News & Updates
On February 2, 2010, the federal government issued regulations that interpret the changes to the federal Mental Health Parity Act, which requires "parity" between the financial requirements and treatment limitations applied to medical or surgical benefits, and mental health and substance-use disorder benefits. This law impacts group health plans, both fully insured and self-funded, with more than 50 total employees.
These rules were to be issued by October 1, 2009, but the federal government did not make this deadline. Since the rules were not issued on time, Anthem Blue Cross worked with an external law firm and other industry resources to apply reasonable interpretations to the law. Despite Anthem's good-faith efforts, the new rules differ from the interpretation they and many other insurers applied to the law.
Although they are still reviewing the law and will provide periodic updates in the future, the following will provide you with some answers to questions your clients may be asking.
When do the new regulations apply?
The new regulations apply to group plan years beginning on or after July 1, 2010. As you may remember from Anthem's implementation of the statute, Anthem does not track a group's plan year. Accordingly, Anthem will use the group's renewal date as the effective date for a group unless instructed otherwise.
What do the new regulations require?
Among other things, the Mental Health Parity Act specifically requires the following to be in parity: deductibles, copayments, coinsurance, out-of-pocket expenses, and limits on frequency of treatment, number of visits and number of days of coverage.
Will Anthem need to make changes to their health plan benefits to comply with this rule?
It depends on the plan design. Anthem expects their HSA/HRA plans to comply with the rules. This is because the only benefits that aren't subject to coinsurance and deductible are the preventive care benefits. Those benefits are not significant enough to require changes to how they pay for mental health and substance abuse benefits. This will be true for other deductible/coinsurance plans as well (those that do not have copays except for prescription drugs).
Why will plans that use a mix of copays and coinsurance/deductibles require a closer review?
The rules essentially require a three-part test. First, Anthem has to split all of their medical benefits into the following six categories: inpatient in-network, inpatient out-of-network, outpatient in-network, outpatient out-of-network, emergency room and prescription drug.
Then, after the medical benefits have been categorized, Anthem must determine the percentage of benefits within each category that apply the cost-share feature they are looking at.
Finally, to determine the amount of the cost-share feature that can apply to mental health and substance abuse benefits (for example, should the $10 or $20 copay amount apply), Anthem must determine which cost-share or combination of cost-share amounts apply to more than half of the benefits within the category.
Considering the variety of plan designs offered by Anthem, this review will take some time. Anthem is working with their actuarial department to develop a tool to be used by Underwriting and others to evaluate plans that differ from their standard products.

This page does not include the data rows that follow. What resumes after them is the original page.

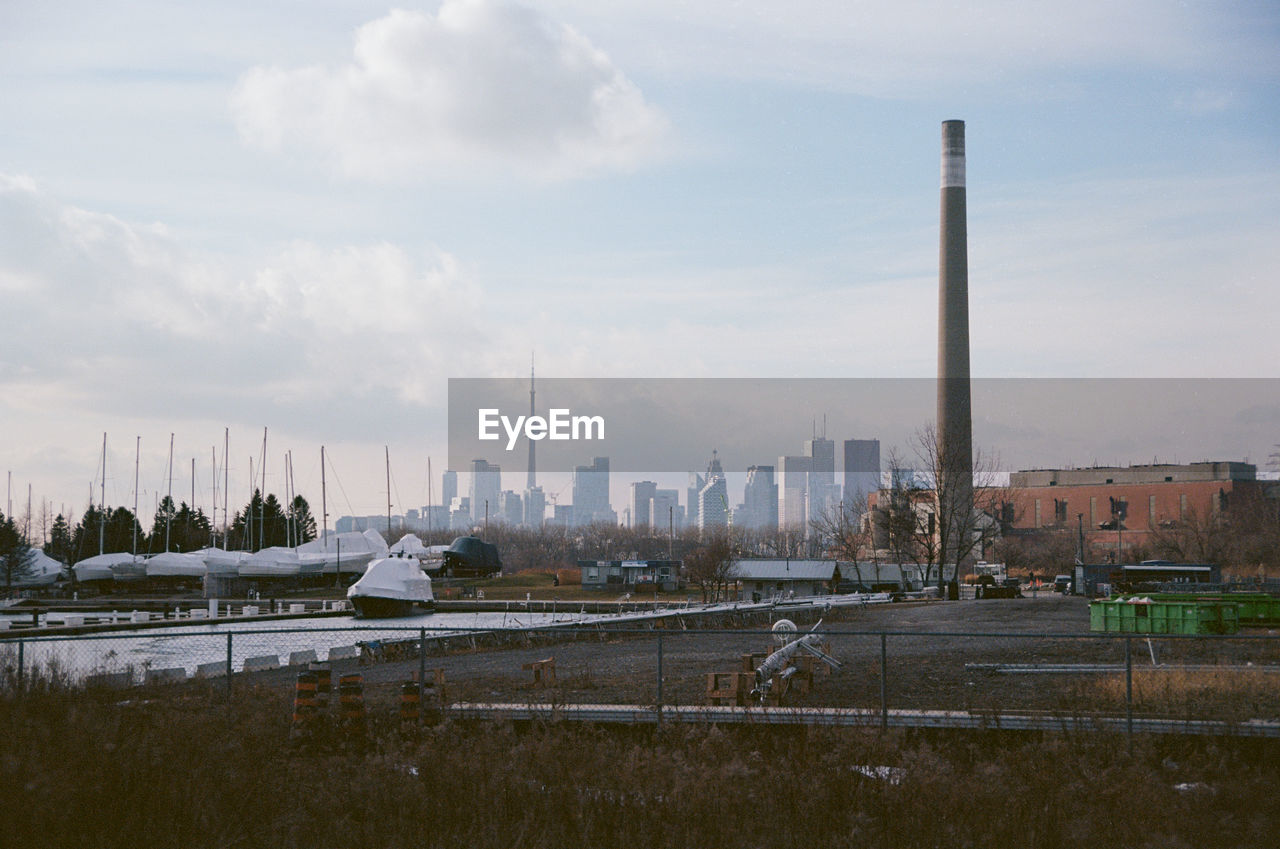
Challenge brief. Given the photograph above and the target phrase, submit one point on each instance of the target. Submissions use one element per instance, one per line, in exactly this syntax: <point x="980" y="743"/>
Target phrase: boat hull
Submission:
<point x="379" y="607"/>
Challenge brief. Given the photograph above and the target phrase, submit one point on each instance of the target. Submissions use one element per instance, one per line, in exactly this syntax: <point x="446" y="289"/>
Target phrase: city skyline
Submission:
<point x="191" y="243"/>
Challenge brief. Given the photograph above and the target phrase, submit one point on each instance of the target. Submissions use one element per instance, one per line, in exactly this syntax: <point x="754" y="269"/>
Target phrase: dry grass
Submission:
<point x="172" y="768"/>
<point x="1232" y="694"/>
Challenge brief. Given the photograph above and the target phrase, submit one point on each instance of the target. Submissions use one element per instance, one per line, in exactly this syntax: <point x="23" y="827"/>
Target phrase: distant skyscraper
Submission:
<point x="695" y="485"/>
<point x="664" y="511"/>
<point x="535" y="507"/>
<point x="592" y="493"/>
<point x="448" y="487"/>
<point x="713" y="497"/>
<point x="641" y="501"/>
<point x="533" y="443"/>
<point x="511" y="507"/>
<point x="485" y="485"/>
<point x="792" y="491"/>
<point x="822" y="493"/>
<point x="759" y="500"/>
<point x="862" y="471"/>
<point x="460" y="512"/>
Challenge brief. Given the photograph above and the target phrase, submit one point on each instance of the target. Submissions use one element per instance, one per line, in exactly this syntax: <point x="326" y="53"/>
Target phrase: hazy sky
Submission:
<point x="309" y="215"/>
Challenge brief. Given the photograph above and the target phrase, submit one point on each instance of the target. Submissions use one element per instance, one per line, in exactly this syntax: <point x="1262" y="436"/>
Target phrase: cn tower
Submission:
<point x="955" y="415"/>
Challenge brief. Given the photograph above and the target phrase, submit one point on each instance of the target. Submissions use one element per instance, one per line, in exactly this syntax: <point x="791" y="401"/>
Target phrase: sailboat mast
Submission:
<point x="213" y="514"/>
<point x="227" y="484"/>
<point x="261" y="524"/>
<point x="291" y="526"/>
<point x="248" y="510"/>
<point x="101" y="505"/>
<point x="324" y="505"/>
<point x="137" y="459"/>
<point x="168" y="512"/>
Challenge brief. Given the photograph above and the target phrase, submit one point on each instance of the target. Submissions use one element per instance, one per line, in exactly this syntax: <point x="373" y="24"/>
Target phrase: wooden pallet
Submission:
<point x="543" y="670"/>
<point x="728" y="688"/>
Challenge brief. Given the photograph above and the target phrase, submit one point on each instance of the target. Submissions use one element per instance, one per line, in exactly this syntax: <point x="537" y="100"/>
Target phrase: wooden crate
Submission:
<point x="728" y="688"/>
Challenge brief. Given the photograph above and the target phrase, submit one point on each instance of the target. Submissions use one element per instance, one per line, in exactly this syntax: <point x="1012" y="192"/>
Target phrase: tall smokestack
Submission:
<point x="955" y="418"/>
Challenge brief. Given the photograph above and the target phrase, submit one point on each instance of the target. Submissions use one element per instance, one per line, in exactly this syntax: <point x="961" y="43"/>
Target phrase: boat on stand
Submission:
<point x="392" y="587"/>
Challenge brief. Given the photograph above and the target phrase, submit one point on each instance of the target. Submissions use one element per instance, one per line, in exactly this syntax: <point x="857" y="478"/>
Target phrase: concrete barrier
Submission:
<point x="167" y="676"/>
<point x="261" y="663"/>
<point x="214" y="669"/>
<point x="343" y="653"/>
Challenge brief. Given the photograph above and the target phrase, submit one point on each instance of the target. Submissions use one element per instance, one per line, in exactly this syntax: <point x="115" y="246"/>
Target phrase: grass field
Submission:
<point x="172" y="768"/>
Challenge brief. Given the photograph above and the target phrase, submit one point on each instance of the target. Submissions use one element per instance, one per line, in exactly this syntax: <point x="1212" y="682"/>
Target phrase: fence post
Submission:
<point x="421" y="667"/>
<point x="1128" y="687"/>
<point x="883" y="680"/>
<point x="659" y="678"/>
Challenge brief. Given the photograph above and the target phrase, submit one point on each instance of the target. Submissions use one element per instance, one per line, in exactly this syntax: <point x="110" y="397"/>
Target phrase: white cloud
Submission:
<point x="117" y="316"/>
<point x="481" y="85"/>
<point x="920" y="46"/>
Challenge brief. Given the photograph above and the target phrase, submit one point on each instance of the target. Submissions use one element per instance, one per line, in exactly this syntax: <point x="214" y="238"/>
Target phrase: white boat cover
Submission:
<point x="223" y="562"/>
<point x="44" y="570"/>
<point x="410" y="544"/>
<point x="99" y="566"/>
<point x="176" y="565"/>
<point x="131" y="569"/>
<point x="393" y="578"/>
<point x="279" y="561"/>
<point x="355" y="549"/>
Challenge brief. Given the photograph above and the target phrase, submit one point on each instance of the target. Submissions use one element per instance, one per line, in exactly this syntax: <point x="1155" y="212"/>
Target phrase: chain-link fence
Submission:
<point x="865" y="676"/>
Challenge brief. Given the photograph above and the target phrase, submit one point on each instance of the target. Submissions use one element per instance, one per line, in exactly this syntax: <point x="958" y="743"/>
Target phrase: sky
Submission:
<point x="309" y="217"/>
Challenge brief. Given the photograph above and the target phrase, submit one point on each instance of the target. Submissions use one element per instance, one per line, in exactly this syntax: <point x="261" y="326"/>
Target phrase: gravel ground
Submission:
<point x="924" y="670"/>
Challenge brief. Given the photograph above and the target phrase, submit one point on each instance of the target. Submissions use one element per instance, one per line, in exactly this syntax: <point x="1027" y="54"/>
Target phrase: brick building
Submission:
<point x="1138" y="497"/>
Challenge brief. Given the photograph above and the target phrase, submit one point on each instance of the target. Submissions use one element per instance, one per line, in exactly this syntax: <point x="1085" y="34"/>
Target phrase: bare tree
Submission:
<point x="844" y="532"/>
<point x="778" y="542"/>
<point x="967" y="505"/>
<point x="709" y="566"/>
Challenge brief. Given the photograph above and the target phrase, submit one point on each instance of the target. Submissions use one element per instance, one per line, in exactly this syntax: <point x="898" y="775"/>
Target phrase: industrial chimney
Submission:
<point x="955" y="419"/>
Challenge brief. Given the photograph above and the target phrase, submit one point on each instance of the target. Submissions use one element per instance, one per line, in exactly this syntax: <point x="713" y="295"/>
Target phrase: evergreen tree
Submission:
<point x="191" y="529"/>
<point x="161" y="525"/>
<point x="304" y="523"/>
<point x="17" y="560"/>
<point x="123" y="532"/>
<point x="62" y="543"/>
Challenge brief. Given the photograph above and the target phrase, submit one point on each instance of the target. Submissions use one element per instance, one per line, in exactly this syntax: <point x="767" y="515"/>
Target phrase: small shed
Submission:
<point x="782" y="579"/>
<point x="631" y="575"/>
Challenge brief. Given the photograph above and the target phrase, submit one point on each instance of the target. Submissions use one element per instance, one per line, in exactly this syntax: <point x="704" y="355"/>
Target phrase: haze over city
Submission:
<point x="309" y="218"/>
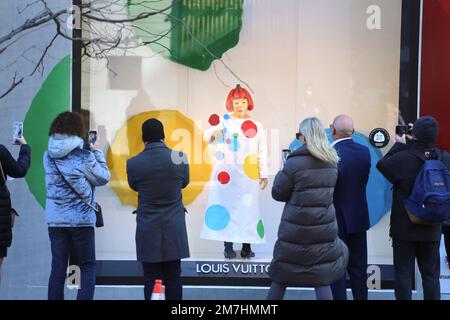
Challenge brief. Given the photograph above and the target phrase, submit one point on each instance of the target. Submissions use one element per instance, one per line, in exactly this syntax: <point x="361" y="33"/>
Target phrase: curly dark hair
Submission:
<point x="69" y="123"/>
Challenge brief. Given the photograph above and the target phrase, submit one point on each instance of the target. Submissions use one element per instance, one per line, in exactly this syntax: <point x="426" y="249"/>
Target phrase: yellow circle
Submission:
<point x="251" y="166"/>
<point x="181" y="135"/>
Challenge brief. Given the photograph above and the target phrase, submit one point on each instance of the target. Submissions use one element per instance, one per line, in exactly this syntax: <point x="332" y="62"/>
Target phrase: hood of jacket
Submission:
<point x="60" y="145"/>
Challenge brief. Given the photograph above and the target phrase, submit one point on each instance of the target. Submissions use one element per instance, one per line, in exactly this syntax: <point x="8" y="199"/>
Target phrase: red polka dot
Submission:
<point x="214" y="120"/>
<point x="249" y="129"/>
<point x="223" y="177"/>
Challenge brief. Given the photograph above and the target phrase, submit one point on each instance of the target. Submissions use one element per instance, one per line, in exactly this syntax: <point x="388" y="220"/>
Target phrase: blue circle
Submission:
<point x="217" y="217"/>
<point x="378" y="191"/>
<point x="219" y="155"/>
<point x="234" y="145"/>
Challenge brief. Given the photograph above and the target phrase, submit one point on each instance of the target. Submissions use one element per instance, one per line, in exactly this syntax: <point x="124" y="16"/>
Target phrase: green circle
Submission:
<point x="260" y="228"/>
<point x="51" y="99"/>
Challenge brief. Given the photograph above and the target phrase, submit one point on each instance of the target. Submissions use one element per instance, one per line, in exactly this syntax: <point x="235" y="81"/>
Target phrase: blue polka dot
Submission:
<point x="217" y="217"/>
<point x="220" y="155"/>
<point x="234" y="145"/>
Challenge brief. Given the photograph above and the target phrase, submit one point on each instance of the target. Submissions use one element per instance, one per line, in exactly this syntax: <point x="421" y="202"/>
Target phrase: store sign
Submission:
<point x="379" y="138"/>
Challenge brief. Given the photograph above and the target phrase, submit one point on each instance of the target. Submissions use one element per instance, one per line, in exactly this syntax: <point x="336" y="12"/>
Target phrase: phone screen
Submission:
<point x="92" y="137"/>
<point x="403" y="129"/>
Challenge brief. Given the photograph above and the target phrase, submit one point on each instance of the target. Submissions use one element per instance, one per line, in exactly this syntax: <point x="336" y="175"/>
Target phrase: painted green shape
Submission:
<point x="192" y="32"/>
<point x="260" y="228"/>
<point x="52" y="98"/>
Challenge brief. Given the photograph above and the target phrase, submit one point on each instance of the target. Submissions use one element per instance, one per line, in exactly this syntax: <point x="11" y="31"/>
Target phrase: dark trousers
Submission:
<point x="82" y="242"/>
<point x="428" y="260"/>
<point x="169" y="272"/>
<point x="356" y="269"/>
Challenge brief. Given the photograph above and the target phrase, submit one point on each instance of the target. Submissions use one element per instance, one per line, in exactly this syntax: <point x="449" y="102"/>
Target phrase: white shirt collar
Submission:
<point x="339" y="140"/>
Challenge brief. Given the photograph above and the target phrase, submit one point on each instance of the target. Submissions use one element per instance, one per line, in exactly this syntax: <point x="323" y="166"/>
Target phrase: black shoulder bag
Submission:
<point x="96" y="207"/>
<point x="14" y="213"/>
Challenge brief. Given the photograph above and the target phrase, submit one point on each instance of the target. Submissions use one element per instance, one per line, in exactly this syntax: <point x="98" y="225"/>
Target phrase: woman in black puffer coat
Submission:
<point x="308" y="252"/>
<point x="15" y="169"/>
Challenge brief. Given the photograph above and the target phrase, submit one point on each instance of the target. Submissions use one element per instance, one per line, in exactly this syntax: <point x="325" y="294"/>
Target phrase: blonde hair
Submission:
<point x="317" y="142"/>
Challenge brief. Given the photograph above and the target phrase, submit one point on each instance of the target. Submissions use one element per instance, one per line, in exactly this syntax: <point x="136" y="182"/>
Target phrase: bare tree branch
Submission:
<point x="106" y="30"/>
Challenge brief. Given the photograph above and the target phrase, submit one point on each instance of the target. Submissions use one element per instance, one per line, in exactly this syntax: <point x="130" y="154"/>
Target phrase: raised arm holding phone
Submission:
<point x="16" y="169"/>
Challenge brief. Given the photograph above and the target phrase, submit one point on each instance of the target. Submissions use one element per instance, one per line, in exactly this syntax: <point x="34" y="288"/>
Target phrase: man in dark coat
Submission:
<point x="15" y="169"/>
<point x="350" y="203"/>
<point x="401" y="166"/>
<point x="158" y="174"/>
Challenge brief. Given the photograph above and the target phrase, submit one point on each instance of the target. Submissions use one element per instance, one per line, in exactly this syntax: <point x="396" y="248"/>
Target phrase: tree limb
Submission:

How do the rules impact groups that use third parties to administer mental health and substance abuse benefits?
Many in the industry expected that the federal government would allow one deductible for medical benefits and another for mental health and substance abuse benefits. Although the rules indicated that this was a reasonable interpretation of the statute, it was decided that this should not be continued going forward. Instead, the same deductible must apply to both medical benefits and mental health and substance abuse benefits.
Considering the administrative complexity of integrating deductibles, Anthem is determining the processes and any additional costs that will be applied if carve-out benefits are allowed.
How do the rules impact utilization management?
The rules generally provide that utilization review criteria cannot be more stringent for mental health and substance abuse than for medical benefits. However, the rules do recognize that there may be clinically appropriate reasons for some differences to exist. Group health plans cannot use EAP programs as a first level of care before medical benefits can be used. Anthem is looking at their utilization management processes to ensure they continue to comply with the rules.
As you can see, these rules are very complicated. Anthem recognizes that groups are asking questions now, but Anthem wants to give the right answer; not just the fastest answer. Anthem is working to ensure that their interpretation of the rules is as accurate as possible. They are also preparing comments to the rules to ensure that the federal government is aware of the issues raised by its interpretation of the rules and to respond to the questions the government asked (for example, should plans be required to allow benefits for residential treatment centers).
Watch for future updates as Anthem works through these issues.